Take this worrisome claim: We keep turning to psychological explanations and solutions to fix our distress, but those explanations may themselves be part of what’s making us sick.
The Hysteric’s Question
Psychoanalyst Jacques Lacan had a provocative idea. He said modern people increasingly relate to the world through what he called “the hysteric’s discourse.” At its core, it goes like this: “Something is wrong, and I demand that someone explain it to me!”
It’s a fundamentally human impulse—when we hurt, we want to know why. But here’s the twist: what if the act of constantly asking what’s wrong actually fuels the crisis? What if the search for a satisfying answer keeps us stuck?
The mental health field, Lacan might argue, plays into this trap. By offering explanations—childhood trauma, brain chemicals, societal stress—it feeds the demand to know. But because these answers can never be complete, they always leave us wanting more.
Like the hysteric’s directive, psychological disorders are notoriously persistent. Successful psychiatric or psychological therapies typically lead to remission and effective coping strategies rather than a complete cure. This type of therapy is vulnerable to becoming a loop: something’s wrong with you, we’re not quite sure what it is, but we’ll keep looking—and billing.
Culture, Capitalism, and the Unconscious
Meanwhile, the broader culture has changed. We’re no longer repressed Victorians avoiding feelings. We’re oversharing them.
Today’s ideal citizen, says philosopher Byung-Chul Han, is no longer the obedient worker, but the endlessly self-optimizing achiever. You’re free—so long as you keep improving, hustling, and “being your best self.”
In this context, even mental health can be another source of self-branding. Rather than healing, influencer mental health (#MentalHealth #Anxiety) can just as easily become about managing one’s image, curating one’s identity, and performing one’s struggles online.

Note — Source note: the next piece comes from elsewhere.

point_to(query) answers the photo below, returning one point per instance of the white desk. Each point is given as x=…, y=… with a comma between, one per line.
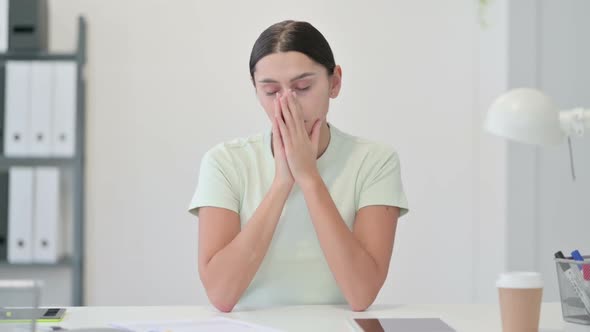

And the field, intentionally or not, participates. Therapists build followings; patients and practitioners become influencers; suffering becomes content.
Cutting Through the Noise
So where does that leave us?
Not in despair—but perhaps in a place of honesty. The mental health crisis isn’t just about Gen Z, or smartphones, or even trauma. It’s about what it means to be human in a world where we’re constantly asked to perform, compare, and explain ourselves—yet rarely just be. And in a system that profits from our dissatisfaction, even our search for healing can be commodified.
The solution may not be more awareness, more therapy, or better diagnoses. It may begin with what Lacan called “the cut”: a refusal to keep playing the game on its current terms.
In Lacan’s treatment of hysteria, the key was not to rush in with answers, labels, or solutions—but to stay with the question. Lacan believed true healing comes not from naming or fixing the symptom, but from disrupting that demand—what he called “the cut.”
This means breaking the cycle of endlessly seeking validation or explanation, and the way that a mental health field can produce this need in offering both validation and explanations, and instead confronting the deeper mystery of desire: not “What’s wrong with me?” but “What do I really want?” From there, Lacan suggests, the goal isn’t to cure the symptom but to make peace with it—even to enjoy it—as something that expresses the unknowable, singular truth of who you are.
Young people today live in a uniquely disorienting time. But they also carry a rare potential: to rewrite the script. To ask new questions not just about their symptoms, but about the world that keeps producing them. And maybe, to begin finding ways of being that don’t rely on endless self-scrutiny—but on real connection, creative freedom, and the kind of meaning that can’t be found in an algorithm or a diagnosis.
After all, maybe the problem isn’t that something is wrong with you.
Maybe the problem is that you were told there had to be.